A stochastic optimization algorithm for revenue maximization in a service system with balking customers

This paper proposes a stochastic gradient descent algorithm that dynamically maximizes revenue in a single-server queue with balking customers by using a novel Infinitesimal Perturbation Analysis procedure to estimate effective arrival rates based solely on observable joining behavior, thereby converging to the optimal price under mild regularity conditions.

Shreehari Anand Bodas, Harsha Honnappa, Michel Mandjes, Liron Ravner

Published 2026-03-05
📖 5 min read🧠 Deep dive

Imagine you run a very popular, single-lane coffee shop. You have one barista (the server), and customers arrive randomly. Your goal is simple: make the most money possible every hour.

To do this, you need to find the perfect price for your coffee.

  • If the price is too low, everyone rushes in. The line gets huge, people wait forever, and they get annoyed.
  • If the price is too high, people walk away immediately because it's too expensive.

The tricky part is that you don't know exactly how long the line will be or how long people will wait until you actually see them waiting.
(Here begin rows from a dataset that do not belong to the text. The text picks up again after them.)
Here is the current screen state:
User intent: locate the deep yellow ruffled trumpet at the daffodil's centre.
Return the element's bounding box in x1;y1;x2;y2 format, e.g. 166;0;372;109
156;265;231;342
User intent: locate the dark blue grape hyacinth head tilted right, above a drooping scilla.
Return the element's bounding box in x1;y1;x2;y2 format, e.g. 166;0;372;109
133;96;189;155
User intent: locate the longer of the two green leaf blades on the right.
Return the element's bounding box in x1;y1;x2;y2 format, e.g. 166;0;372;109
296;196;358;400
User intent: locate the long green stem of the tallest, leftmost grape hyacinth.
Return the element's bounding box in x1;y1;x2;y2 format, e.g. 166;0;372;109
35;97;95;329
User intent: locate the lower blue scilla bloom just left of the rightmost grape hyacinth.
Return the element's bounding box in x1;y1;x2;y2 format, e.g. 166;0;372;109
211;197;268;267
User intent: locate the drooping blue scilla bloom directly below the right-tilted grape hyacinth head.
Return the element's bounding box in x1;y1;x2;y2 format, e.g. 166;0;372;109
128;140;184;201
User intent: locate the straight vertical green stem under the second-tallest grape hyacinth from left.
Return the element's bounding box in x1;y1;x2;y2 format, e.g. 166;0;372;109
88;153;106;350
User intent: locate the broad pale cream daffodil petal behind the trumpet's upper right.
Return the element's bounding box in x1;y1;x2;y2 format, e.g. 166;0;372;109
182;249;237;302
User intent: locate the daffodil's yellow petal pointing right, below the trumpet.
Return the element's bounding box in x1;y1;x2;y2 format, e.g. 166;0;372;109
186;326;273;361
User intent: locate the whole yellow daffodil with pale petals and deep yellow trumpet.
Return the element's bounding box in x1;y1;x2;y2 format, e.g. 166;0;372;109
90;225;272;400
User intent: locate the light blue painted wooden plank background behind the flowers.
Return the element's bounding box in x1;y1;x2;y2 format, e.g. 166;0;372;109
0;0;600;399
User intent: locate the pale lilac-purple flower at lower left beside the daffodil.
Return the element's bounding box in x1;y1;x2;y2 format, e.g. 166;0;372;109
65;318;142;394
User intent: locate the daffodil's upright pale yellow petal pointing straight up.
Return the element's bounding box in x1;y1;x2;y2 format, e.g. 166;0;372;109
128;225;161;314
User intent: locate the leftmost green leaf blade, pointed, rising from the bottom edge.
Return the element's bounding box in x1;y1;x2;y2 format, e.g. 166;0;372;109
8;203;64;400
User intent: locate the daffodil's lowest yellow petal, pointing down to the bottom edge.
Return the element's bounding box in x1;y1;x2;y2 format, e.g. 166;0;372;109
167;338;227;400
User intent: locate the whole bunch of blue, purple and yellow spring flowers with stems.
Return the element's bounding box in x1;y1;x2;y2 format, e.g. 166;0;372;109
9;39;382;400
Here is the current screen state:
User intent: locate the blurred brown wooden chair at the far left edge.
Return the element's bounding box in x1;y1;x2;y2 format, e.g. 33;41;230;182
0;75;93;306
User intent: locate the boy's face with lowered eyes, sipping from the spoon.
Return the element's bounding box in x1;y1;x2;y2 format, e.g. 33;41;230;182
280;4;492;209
Plus, you can't ask the people who left (the ones who balked) why they left; you only see the people who actually bought a coffee.

This paper presents a smart, self-learning computer algorithm that acts as your "Price Manager." It figures out the perfect price on the fly, even though it can't see the people who walked away.

Here is how the paper breaks it down, using simple analogies:

1. The Problem: The "Invisible Crowd"

In many business models, you assume you know exactly how many people will show up at a certain price. But in a real queue (like a coffee shop or a server farm), it's a feedback loop:

  • High Price \rightarrow Fewer people join.
  • Low Price \rightarrow More people join \rightarrow The line gets longer \rightarrow People get annoyed and leave (this is called balking).

The authors' challenge is that you only see the "effective" arrivals (the people who actually joined). You don't see the "ghosts"—the people who saw the line, got scared, and left. Yet, you need to know about those ghosts to set the right price.

2. The Solution: A "Smart Guessing" Algorithm

The authors created a Stochastic Gradient Descent (SGD) algorithm. Think of this as a hiker trying to find the highest peak in a foggy mountain range (the peak is the maximum revenue).

  • The hiker can't see the whole mountain.
  • They can only feel the slope under their feet at their current spot.
  • They take a step in the direction that feels "uphill."
  • They repeat this, adjusting their steps, until they reach the top.

In this case, the "hiker" is the price. The "slope" is how much money you are making right now compared to the last price you tried. The algorithm nudges the price up or down to find the sweet spot.

3. The Secret Sauce: "Infinitesimal Perturbation Analysis" (IPA)

This is the most technical part, but here is the simple version:
Usually, to know how to change your price, you need to know how the entire system reacts. But since you can't see the people who left, you can't calculate the slope directly.

The authors invented a new way to estimate the slope using only the people who did join.

  • The Analogy: Imagine you are watching a river. You can't see the rain falling upstream (the people who left), but you can see the water level rising and falling.
  • The authors developed a mathematical trick (IPA) that looks at the tiny ripples in the water (the behavior of the people who joined) and uses them to mathematically reconstruct what the rain (the balking customers) must have been doing.
  • This allows the algorithm to "guess" the slope of the revenue curve accurately, even with missing data.

4. The "Window" Strategy

The algorithm doesn't change the price every second. It works in cycles or windows.

  • Set a price.
  • Wait for a while (a "window") to collect data on how many people joined and how long they waited.
  • Calculate the gradient (did we make more or less money?).
  • Adjust the price for the next window.

The paper spends a lot of time figuring out the perfect size for these windows.

  • Too small: You don't have enough data to know if the price change helped or hurt. The algorithm gets jittery and confused.
  • Too big: You waste time testing a bad price for too long before correcting it.
  • Just right: The algorithm learns fast and settles on the perfect price.

5. What Did They Prove?

The authors didn't just build a cool tool; they proved mathematically that it works.

  • Convergence: They showed that if you let the algorithm run long enough, it will always find the best possible price, no matter where it starts.
  • Regret: In the beginning, the algorithm might pick a bad price and lose some money. They calculated exactly how much money is "lost" while learning and proved that this loss grows very slowly compared to the total money you make.

Summary

This paper solves a complex puzzle: How do you set the perfect price for a service when customers might leave if the line is too long, and you can't see the people who left?

The answer is a self-correcting algorithm that uses a clever mathematical trick to infer the invisible customers' behavior from the visible ones. It learns by trial and error, adjusting its "step size" (the time it waits between price changes) to learn quickly without making too many mistakes.

In a nutshell: It's a robot barista that learns the perfect coffee price by watching who buys and who walks away, eventually figuring out the exact price that fills the shop without scaring anyone off.